拆分EXCEL文件工具

根据某一列，拆分成几个不同的EXCEL文件
操作方法：将EXCEL文件拖至EXE文件上，根据提示操作。

链接:

https://www.lanzouj.com/b00za3j6j
工具二：应网友要求，增加一个将EXCEL文件里的多个工作表保存为单独工作薄的小工具：
https://www.lanzouj.com/b00za3j6j
其它工具链接：

【V2.3】批量合并EXCEL工作表小工具

https://bbs.songma.com/thread-1029677-1-1.html

拆分EXCEL文件工具

PYTHON源码：

import openpyxl
from openpyxl.utils import get_column_letter
import xlrd
import sys, os, collections
from pprint import pprint
from copy import copy


class splitExcel(object):

    def __init__(self, sourceFile, titleLine=None, splitColumn=None):
        self.sourceFile = sourceFile
        self.sourceWorkbook = openpyxl.load_workbook(sourceFile)
        self.targetWorkbook = openpyxl.Workbook()
        self.targetWorkbook.remove(self.targetWorkbook.active)

        # 源工作表（object对象）
        self.sourceWorksheet = None
        # 最大行数
        self.sourceWorkbookMaxRow = None
        # 最大列数
        self.sourceWorkbookMaxColumn = None
        # 源工作表索引号
        self.sourceWorksheetIndex = None
        # 标题所在行号，用户输入时索引从1开始，内部处理时请留意索引数
        # if titleLine == None:
        #     titleLine = int(input('请输入标题所在行[2]: ').strip())
        self.titleLine = titleLine
        # 根据哪个列进行拆分，用户输入时索引从1开始，内部处理时请留意索引数
        self.splitColumn = splitColumn
        # 源工作薄当前行号
        self.sbCurrectLine = None
        # 目标工作薄各表当前数据行号
        self.tbCurrectLines = {}
        # 表头文字
        self.header = []
        # 各表数据
        self.data = collections.OrderedDict()
        # 保存列宽
        self.columnsWidth = collections.OrderedDict()
        # 格式
        self.formats = {}

    def readData(self):
        wb = xlrd.open_workbook(self.sourceFile)
        ws = wb.sheet_by_index(self.sourceWorksheetIndex)
        for x in range(ws.nrows):
            if x < self.titleLine:
                # 表头
                self.header.append(ws.row_values(x))
            else:
                v = ws.cell(x, self.splitColumn - 1).value
                sheetName = self.clearSheetName(v)
                # 将表名加入data字典
                if sheetName not in self.data.keys():
                    self.data[sheetName] = []
                # 添加数据
                self.data[sheetName].append(ws.row_values(x))

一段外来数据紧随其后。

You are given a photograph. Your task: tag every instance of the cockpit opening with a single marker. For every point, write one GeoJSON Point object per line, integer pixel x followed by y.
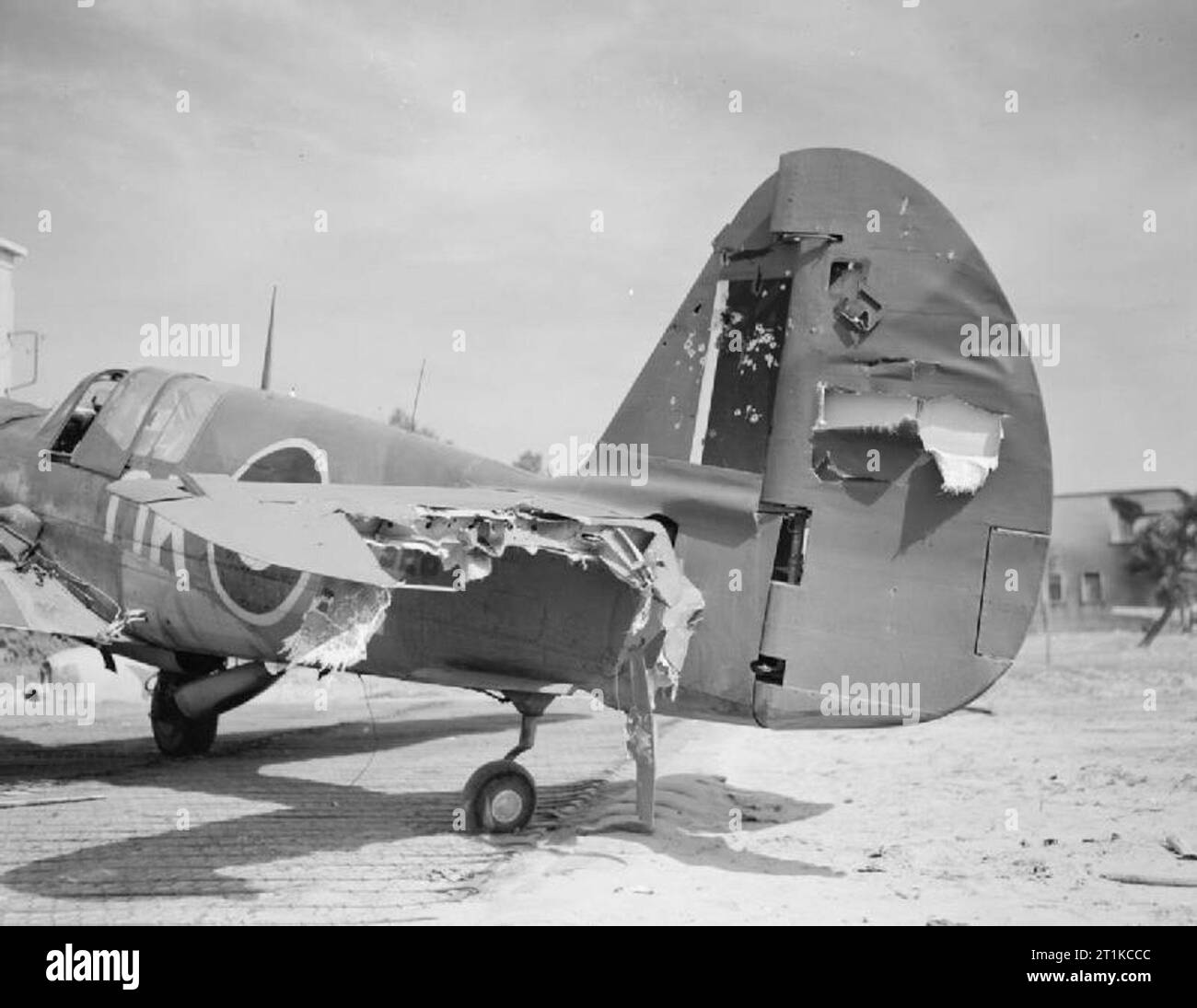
{"type": "Point", "coordinates": [87, 409]}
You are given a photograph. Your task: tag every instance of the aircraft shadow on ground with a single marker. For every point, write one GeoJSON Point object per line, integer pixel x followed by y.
{"type": "Point", "coordinates": [702, 820]}
{"type": "Point", "coordinates": [319, 817]}
{"type": "Point", "coordinates": [322, 817]}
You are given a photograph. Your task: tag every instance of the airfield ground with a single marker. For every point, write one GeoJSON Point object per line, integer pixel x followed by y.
{"type": "Point", "coordinates": [1008, 814]}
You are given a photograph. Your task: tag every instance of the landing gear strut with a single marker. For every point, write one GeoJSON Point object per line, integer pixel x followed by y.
{"type": "Point", "coordinates": [501, 796]}
{"type": "Point", "coordinates": [176, 734]}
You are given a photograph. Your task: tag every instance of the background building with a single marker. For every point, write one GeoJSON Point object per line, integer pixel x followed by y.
{"type": "Point", "coordinates": [1087, 585]}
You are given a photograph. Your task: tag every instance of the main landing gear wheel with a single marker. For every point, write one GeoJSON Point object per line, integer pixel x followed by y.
{"type": "Point", "coordinates": [501, 797]}
{"type": "Point", "coordinates": [175, 734]}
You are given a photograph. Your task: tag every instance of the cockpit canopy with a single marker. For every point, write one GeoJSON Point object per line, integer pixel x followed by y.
{"type": "Point", "coordinates": [114, 415]}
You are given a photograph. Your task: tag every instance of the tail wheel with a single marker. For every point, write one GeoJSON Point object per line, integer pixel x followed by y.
{"type": "Point", "coordinates": [175, 734]}
{"type": "Point", "coordinates": [501, 797]}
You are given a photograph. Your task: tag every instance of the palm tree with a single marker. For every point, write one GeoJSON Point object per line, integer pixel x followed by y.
{"type": "Point", "coordinates": [1165, 550]}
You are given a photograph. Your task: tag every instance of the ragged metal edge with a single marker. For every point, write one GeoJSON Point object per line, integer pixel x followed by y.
{"type": "Point", "coordinates": [338, 626]}
{"type": "Point", "coordinates": [964, 439]}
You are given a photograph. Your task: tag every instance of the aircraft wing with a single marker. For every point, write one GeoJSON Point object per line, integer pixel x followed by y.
{"type": "Point", "coordinates": [32, 600]}
{"type": "Point", "coordinates": [386, 539]}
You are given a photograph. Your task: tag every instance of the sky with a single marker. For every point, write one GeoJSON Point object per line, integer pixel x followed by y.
{"type": "Point", "coordinates": [443, 220]}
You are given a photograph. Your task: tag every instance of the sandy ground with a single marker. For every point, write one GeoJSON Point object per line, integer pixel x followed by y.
{"type": "Point", "coordinates": [1008, 814]}
{"type": "Point", "coordinates": [998, 817]}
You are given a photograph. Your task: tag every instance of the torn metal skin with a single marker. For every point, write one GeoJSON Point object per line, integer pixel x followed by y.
{"type": "Point", "coordinates": [447, 549]}
{"type": "Point", "coordinates": [964, 439]}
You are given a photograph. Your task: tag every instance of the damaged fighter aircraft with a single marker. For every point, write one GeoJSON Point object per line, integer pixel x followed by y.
{"type": "Point", "coordinates": [833, 490]}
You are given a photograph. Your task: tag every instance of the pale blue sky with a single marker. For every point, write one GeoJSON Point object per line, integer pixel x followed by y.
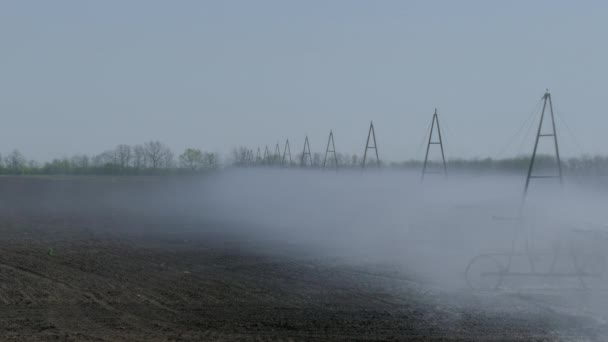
{"type": "Point", "coordinates": [83, 76]}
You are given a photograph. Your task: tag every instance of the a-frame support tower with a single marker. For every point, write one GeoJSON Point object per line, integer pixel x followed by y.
{"type": "Point", "coordinates": [435, 121]}
{"type": "Point", "coordinates": [330, 140]}
{"type": "Point", "coordinates": [305, 153]}
{"type": "Point", "coordinates": [276, 157]}
{"type": "Point", "coordinates": [266, 158]}
{"type": "Point", "coordinates": [371, 135]}
{"type": "Point", "coordinates": [286, 152]}
{"type": "Point", "coordinates": [539, 134]}
{"type": "Point", "coordinates": [258, 156]}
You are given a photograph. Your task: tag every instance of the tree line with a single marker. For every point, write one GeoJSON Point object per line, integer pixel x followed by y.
{"type": "Point", "coordinates": [155, 157]}
{"type": "Point", "coordinates": [152, 157]}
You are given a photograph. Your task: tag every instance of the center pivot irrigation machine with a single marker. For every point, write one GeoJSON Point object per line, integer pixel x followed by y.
{"type": "Point", "coordinates": [583, 259]}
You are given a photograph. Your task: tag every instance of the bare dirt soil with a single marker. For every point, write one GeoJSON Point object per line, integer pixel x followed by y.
{"type": "Point", "coordinates": [76, 265]}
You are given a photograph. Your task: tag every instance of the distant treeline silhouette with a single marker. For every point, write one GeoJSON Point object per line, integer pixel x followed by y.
{"type": "Point", "coordinates": [156, 158]}
{"type": "Point", "coordinates": [149, 158]}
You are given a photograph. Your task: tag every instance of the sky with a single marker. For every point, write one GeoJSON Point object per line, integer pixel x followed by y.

    def selectSplitSheet(self):
        if len(self.sourceWorkbook.sheetnames) == 1:
            self.sourceWorksheet = self.sourceWorkbook.active
            self.sourceWorksheetIndex = 0
        else:
            _n_ = 0
            print('在工作薄中找到以下工作表：')
            for SheetName in self.sourceWorkbook.sheetnames:
                print(_n_, SheetName)
                _n_ += 1

            n = 0
            _input = input('请输入要拆分表的序号[0]: ').strip()
            if _input != '':
                n = int(_input)
            self.sourceWorksheet = self.sourceWorkbook.worksheets[n]
            self.sourceWorksheetIndex = n

    def selectSplitColumn(self):
        wb = xlrd.open_workbook(self.sourceFile)
        ws = wb.sheet_by_index(self.sourceWorksheetIndex)

        # 保存一下最大行数、列数，以供其它（属性）地方使用
        self.sourceWorkbookMaxRow = ws.nrows
        self.sourceWorkbookMaxColumn = ws.ncols

        print('
在工作表的标题行（第 %s 行）找到以下列: ' % self.titleLine)

        for y in range(1, ws.ncols + 1):
            print(y, ws.cell(self.titleLine - 1, y - 1).value)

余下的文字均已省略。